In the novel, having defeated Le Chiffre and nearly lost both his private parts and his life, a convalescing Bond reflects on the killings that got him his 00 ranking. He begins to wonder whether the world is so black and white. How can the villain Le Chiffre have delivered the hero Bond such a vicious beating? The heroes and villains have gotten all mixed up, he muses, and continues: "Patriotism comes along and makes it seem fairly all right, but this country-right-or-wrong business is getting a little out of date." In Bond's day, the villain was communism. Fifty years ago, he laments, it would have been conservatism. Fifty years on, it's terrorism.

His French colleague, Mathis, dismisses Bond's lightweight philosophizing and tells him not to fight evil on abstract principles but to surround himself with human beings. Destroy evildoers to protect the ones he loves. "But don't let me down and become human yourself," Mathis finishes. "We would lose such a wonderful machine."

Bond is too blunt an instrument to take up the subtle moral dilemmas of the war on terrorism, its complex web of associations. 007 doesn't deal with root causes.

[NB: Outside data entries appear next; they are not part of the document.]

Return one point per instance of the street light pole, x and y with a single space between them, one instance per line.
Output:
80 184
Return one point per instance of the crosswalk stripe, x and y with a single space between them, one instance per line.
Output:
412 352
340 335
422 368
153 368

He doesn't take on systems of evil, only individual monsters. This is good, because the more closely Bond hewed to the particular geopolitics of the age the more we would expect that the details be right. We don't need him for that.

But in mythic terms, a Bond who bleeds helps illuminate a broader but important question. What happens to us when we go off to fight the evils of the world? What happens when we find ourselves feeling like the villains? Because, niceties aside, Mathis is still right: There are plenty of "really black targets around."

This new Bond—who is really just the old Bond—doesn't so much engage these questions as embody them. He believes in his heroism, in the clarity of good guys and bad guys, and yet at the same time he is given to doubt both. He thinks he's on the side of the angels, and yet ... He teeters between the cold professional who feels nothing and a vulnerable man who feels too much. There's no doubt such a hero matters. The only relevant question now is whether that Bond will at last have his day onscreen.